Key Players current lives Part 1:
Current Profession: Retired
Spouse(s): Elizabeth Watson
Notable Awards: Albert Lasker Award for Basic Medical Research (1960), Nobel Prize for Physiology or Medicine (1962), John J. Carty Award (1971), ForMemRS (1981), Copley Medal (1993), Lomonosov Gold Medal (1994)
Key Players current lives Part 2:
Age at Death: 88
Time of Death: 28 July 2004
Place of Death: San Diego, California, United States
Cause of Death: Colon Cancer
Spouse(s):Ruth Doreen Crick and Odile Crick
Notable Awards: Albert Lasker Award for Basic Medical Research (1960), Gairdner Foundation International Award (1962), Nobel Prize (1962), Royal Medal (1972),
Copley Medal (1975), Albert Medal (1987)
Key Players current lives Part 3:
Age at Death: 87
Time of Death: 5 October 2004
Place of Death: Blackheath, London, United Kingdom
Cause of Death: unknown(see note card labeled Cause of Wilkins Death)
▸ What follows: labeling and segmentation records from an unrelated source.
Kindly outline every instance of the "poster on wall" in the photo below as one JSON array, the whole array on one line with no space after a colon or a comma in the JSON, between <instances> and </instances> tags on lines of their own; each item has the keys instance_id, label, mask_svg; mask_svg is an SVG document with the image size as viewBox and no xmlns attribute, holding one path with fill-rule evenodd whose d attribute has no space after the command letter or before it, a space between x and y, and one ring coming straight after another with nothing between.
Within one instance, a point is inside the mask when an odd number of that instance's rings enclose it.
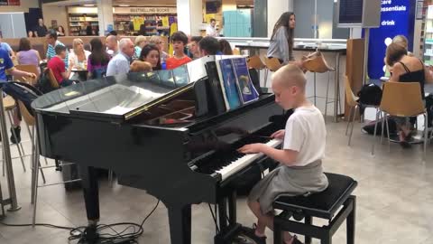
<instances>
[{"instance_id":1,"label":"poster on wall","mask_svg":"<svg viewBox=\"0 0 433 244\"><path fill-rule=\"evenodd\" d=\"M408 38L409 51L413 50L415 1L384 0L381 5L381 26L370 30L368 77L378 80L384 75L386 47L392 38L402 34Z\"/></svg>"},{"instance_id":2,"label":"poster on wall","mask_svg":"<svg viewBox=\"0 0 433 244\"><path fill-rule=\"evenodd\" d=\"M9 5L19 6L21 3L20 0L7 0L7 4Z\"/></svg>"}]
</instances>

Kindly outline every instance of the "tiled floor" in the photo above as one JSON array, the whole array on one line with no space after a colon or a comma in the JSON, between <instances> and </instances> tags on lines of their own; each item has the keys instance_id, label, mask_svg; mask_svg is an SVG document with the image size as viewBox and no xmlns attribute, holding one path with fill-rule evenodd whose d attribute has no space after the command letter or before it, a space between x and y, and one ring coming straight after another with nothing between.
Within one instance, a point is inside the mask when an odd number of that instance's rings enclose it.
<instances>
[{"instance_id":1,"label":"tiled floor","mask_svg":"<svg viewBox=\"0 0 433 244\"><path fill-rule=\"evenodd\" d=\"M327 158L328 172L353 176L359 183L356 216L356 243L433 243L433 145L428 148L428 160L421 158L421 147L402 150L392 145L378 145L376 155L371 155L373 137L361 132L356 124L352 147L346 145L345 123L328 123ZM29 145L26 145L26 148ZM13 152L16 149L12 147ZM29 162L27 158L27 163ZM18 160L14 161L20 206L16 212L8 212L4 221L30 223L30 172L23 173ZM60 174L46 170L50 182L60 180ZM4 194L5 178L0 176ZM101 186L101 222L141 222L153 208L156 200L145 192L121 185ZM78 226L87 223L82 195L79 191L65 192L62 185L40 188L38 222ZM254 221L244 199L238 201L238 219L245 225ZM319 221L318 221L320 223ZM170 243L168 220L161 204L144 224L140 243ZM345 228L335 236L335 243L345 243ZM193 243L213 243L215 228L206 204L193 207ZM268 232L268 243L272 243ZM69 232L38 227L5 227L0 225L0 243L68 243ZM316 242L318 243L318 242Z\"/></svg>"}]
</instances>

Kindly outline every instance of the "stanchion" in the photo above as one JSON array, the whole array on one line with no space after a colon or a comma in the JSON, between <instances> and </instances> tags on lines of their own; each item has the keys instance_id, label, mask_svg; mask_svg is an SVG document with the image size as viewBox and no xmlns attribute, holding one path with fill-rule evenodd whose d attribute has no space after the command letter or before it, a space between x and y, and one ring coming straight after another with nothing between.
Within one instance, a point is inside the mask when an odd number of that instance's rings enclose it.
<instances>
[{"instance_id":1,"label":"stanchion","mask_svg":"<svg viewBox=\"0 0 433 244\"><path fill-rule=\"evenodd\" d=\"M6 165L7 187L9 190L9 198L2 200L2 206L10 205L9 211L19 211L16 201L15 181L14 178L14 169L12 167L11 148L9 147L9 138L7 136L6 118L5 115L5 107L3 104L3 89L0 87L0 132L2 133L4 164ZM0 198L1 199L1 198Z\"/></svg>"}]
</instances>

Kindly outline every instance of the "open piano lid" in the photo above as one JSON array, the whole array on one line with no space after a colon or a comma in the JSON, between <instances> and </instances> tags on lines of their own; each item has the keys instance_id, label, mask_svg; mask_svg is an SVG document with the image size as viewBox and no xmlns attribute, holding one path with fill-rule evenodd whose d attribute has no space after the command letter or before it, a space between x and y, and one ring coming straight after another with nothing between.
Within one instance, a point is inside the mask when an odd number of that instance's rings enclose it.
<instances>
[{"instance_id":1,"label":"open piano lid","mask_svg":"<svg viewBox=\"0 0 433 244\"><path fill-rule=\"evenodd\" d=\"M194 85L186 66L171 70L128 73L93 80L38 98L39 112L123 122L178 96Z\"/></svg>"}]
</instances>

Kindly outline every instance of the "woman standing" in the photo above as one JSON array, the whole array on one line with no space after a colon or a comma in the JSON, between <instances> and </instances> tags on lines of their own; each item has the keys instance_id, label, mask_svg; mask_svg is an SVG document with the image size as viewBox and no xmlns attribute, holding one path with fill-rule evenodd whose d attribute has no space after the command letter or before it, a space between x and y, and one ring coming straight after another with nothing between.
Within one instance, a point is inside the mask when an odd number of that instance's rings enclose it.
<instances>
[{"instance_id":1,"label":"woman standing","mask_svg":"<svg viewBox=\"0 0 433 244\"><path fill-rule=\"evenodd\" d=\"M57 36L65 36L65 28L63 28L63 26L61 25L59 25L59 27L57 27Z\"/></svg>"},{"instance_id":2,"label":"woman standing","mask_svg":"<svg viewBox=\"0 0 433 244\"><path fill-rule=\"evenodd\" d=\"M79 38L74 39L74 41L72 41L72 48L74 49L74 52L69 53L69 66L86 69L85 66L88 63L88 58L90 55L90 52L84 50L83 40Z\"/></svg>"},{"instance_id":3,"label":"woman standing","mask_svg":"<svg viewBox=\"0 0 433 244\"><path fill-rule=\"evenodd\" d=\"M110 56L106 53L101 39L94 38L90 41L92 52L88 59L88 77L99 79L106 72L106 67L110 61Z\"/></svg>"},{"instance_id":4,"label":"woman standing","mask_svg":"<svg viewBox=\"0 0 433 244\"><path fill-rule=\"evenodd\" d=\"M41 55L37 50L32 49L32 44L28 38L20 39L20 45L18 47L18 52L16 52L16 60L18 64L32 64L36 66L38 77L41 73L39 69L39 62L41 61Z\"/></svg>"},{"instance_id":5,"label":"woman standing","mask_svg":"<svg viewBox=\"0 0 433 244\"><path fill-rule=\"evenodd\" d=\"M142 49L139 60L149 62L152 70L161 70L160 49L153 44L147 44Z\"/></svg>"},{"instance_id":6,"label":"woman standing","mask_svg":"<svg viewBox=\"0 0 433 244\"><path fill-rule=\"evenodd\" d=\"M293 38L295 30L295 14L286 12L280 16L273 27L268 49L268 58L277 58L281 64L294 61Z\"/></svg>"}]
</instances>

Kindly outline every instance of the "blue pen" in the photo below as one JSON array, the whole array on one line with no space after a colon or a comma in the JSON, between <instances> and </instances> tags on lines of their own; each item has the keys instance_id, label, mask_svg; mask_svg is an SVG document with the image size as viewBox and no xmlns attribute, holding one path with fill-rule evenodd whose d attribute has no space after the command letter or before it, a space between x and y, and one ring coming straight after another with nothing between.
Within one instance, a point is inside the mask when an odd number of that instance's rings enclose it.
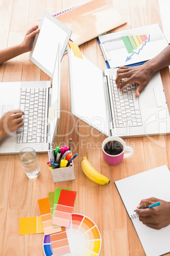
<instances>
[{"instance_id":1,"label":"blue pen","mask_svg":"<svg viewBox=\"0 0 170 256\"><path fill-rule=\"evenodd\" d=\"M160 203L157 202L157 203L155 203L155 204L153 204L145 205L145 206L141 207L140 209L152 208L153 207L158 206L160 204ZM134 211L136 211L136 210L135 210Z\"/></svg>"},{"instance_id":2,"label":"blue pen","mask_svg":"<svg viewBox=\"0 0 170 256\"><path fill-rule=\"evenodd\" d=\"M59 167L59 164L56 164L56 163L54 162L54 161L51 161L51 164L53 166L58 166L58 167Z\"/></svg>"},{"instance_id":3,"label":"blue pen","mask_svg":"<svg viewBox=\"0 0 170 256\"><path fill-rule=\"evenodd\" d=\"M72 161L72 160L74 160L74 159L75 159L75 157L77 157L77 155L78 155L77 153L75 154L74 156L72 157L69 160L69 161L68 161L68 163L67 163L67 167L68 167L68 166L69 166L70 163Z\"/></svg>"},{"instance_id":4,"label":"blue pen","mask_svg":"<svg viewBox=\"0 0 170 256\"><path fill-rule=\"evenodd\" d=\"M49 149L48 150L48 157L49 161L55 160L55 154L54 150L52 145L50 145Z\"/></svg>"}]
</instances>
Spouse(s): Ruth Wilkins and Patricia Ann Chidgey
Notable Awards: Albert Lasker Award for Basic Medical Research (1960), Nobel Prize in Physiology or Medicine (1962)
Key Players current lives Part 4:
Age at Death: 37
Time of Death: 16 April 1958
Place of Death: Chelsea, London, England
Cause of Death: Ovarian Cancer
Notable Awards: None
Cause of Wilkins Death:
He died in a hospital in London. The cause of death was never released.